Download this pipeline.
-
Configure the Athena Query Snap to create an
external table in Athena that references structured JSON data stored in Amazon S3.
CREATE EXTERNAL TABLE IF NOT EXISTS employees_info (
EmployeeID INT,
Name STRING,
Age INT,
Salary DOUBLE,
IsManager BOOLEAN,
JoinDate DATE,
LastLogin TIMESTAMP,
Skills ARRAY<STRING>,
Address STRUCT<
Street: STRING,
City: STRING,
ZipCode: INT
>,
PerformanceRatings ARRAY<INT>
)
ROW FORMAT SERDE 'org.openx.data.jsonserde.JsonSerDe'
LOCATION 's3://athena-bucket/employees/JSON/'
TBLPROPERTIES ('has_encrypted_data'='false');
On validation, the Snap successfully executes the query and displays a success
message.
Athena Query Snap configuration |
Athena Query Snap output |
|
|
-
Configure the Athena Select Snap to retrieve
records from the newly created employees_info table.
On validation, the Snap displays the successfully retrieved matching records.
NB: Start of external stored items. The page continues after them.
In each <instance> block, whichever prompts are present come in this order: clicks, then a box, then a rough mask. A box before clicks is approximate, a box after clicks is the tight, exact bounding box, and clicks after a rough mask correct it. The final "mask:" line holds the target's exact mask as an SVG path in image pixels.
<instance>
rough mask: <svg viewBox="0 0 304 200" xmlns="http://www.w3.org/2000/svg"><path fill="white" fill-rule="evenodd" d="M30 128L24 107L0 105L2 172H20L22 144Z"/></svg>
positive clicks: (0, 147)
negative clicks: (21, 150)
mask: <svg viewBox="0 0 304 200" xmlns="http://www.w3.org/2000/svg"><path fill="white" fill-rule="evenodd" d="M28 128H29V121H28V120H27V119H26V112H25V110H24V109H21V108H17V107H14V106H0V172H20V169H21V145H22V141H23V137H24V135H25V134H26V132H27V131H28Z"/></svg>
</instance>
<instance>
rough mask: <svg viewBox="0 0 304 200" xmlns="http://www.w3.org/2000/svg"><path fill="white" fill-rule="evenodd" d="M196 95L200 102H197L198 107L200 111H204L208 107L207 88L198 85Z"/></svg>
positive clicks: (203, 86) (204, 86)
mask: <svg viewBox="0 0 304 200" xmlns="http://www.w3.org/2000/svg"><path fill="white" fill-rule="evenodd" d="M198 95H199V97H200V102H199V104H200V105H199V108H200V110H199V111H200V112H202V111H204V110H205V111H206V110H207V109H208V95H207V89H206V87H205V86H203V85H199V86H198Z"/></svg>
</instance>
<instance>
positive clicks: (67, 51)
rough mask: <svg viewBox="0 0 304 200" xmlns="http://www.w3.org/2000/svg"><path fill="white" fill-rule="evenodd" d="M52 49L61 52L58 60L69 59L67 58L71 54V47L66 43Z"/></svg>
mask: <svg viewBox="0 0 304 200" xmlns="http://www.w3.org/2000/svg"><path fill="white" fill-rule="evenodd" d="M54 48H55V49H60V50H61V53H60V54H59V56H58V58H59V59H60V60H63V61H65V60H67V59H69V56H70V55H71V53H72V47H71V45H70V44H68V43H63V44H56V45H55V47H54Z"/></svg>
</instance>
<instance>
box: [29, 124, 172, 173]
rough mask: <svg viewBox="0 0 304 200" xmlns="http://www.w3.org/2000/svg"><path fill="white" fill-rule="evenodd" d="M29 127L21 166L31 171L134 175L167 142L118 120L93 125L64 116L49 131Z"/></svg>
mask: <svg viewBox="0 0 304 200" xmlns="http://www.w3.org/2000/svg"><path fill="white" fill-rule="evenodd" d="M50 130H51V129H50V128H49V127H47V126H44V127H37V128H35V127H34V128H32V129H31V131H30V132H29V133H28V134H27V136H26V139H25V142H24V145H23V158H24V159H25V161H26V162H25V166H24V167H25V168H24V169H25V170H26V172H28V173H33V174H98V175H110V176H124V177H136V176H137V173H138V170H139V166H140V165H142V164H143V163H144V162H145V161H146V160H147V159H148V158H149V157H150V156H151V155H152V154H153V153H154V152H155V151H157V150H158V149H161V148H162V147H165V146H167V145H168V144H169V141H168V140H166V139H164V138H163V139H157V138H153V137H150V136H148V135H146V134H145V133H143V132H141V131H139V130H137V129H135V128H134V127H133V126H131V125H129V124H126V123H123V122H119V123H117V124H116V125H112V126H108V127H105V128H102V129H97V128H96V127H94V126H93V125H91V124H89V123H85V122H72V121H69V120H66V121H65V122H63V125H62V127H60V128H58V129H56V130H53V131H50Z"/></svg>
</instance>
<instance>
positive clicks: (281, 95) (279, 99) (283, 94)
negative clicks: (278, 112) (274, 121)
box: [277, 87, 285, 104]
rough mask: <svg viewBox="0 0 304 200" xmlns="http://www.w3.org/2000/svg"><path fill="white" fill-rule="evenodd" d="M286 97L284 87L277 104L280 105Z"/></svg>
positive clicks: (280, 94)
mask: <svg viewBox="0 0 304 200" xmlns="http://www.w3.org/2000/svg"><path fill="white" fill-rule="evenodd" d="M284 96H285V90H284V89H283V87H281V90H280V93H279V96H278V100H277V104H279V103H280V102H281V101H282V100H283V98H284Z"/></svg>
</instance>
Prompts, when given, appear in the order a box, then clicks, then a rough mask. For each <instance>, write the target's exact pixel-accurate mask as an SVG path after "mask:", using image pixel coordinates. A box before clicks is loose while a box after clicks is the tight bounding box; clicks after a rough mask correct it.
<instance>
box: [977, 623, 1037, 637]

Athena Select Snap configuration |
Athena Select Snap output |
|
|
-
You can configure the Mapper Snap to
extract only relevant data for further use.
On validation, the Snap displays the output based on the specified mappings.
To successfully reuse pipelines:
- Download and import the pipeline in to the SnapLogic Platform.
- Configure Snap accounts, as applicable.
- Provide pipeline parameters, as applicable.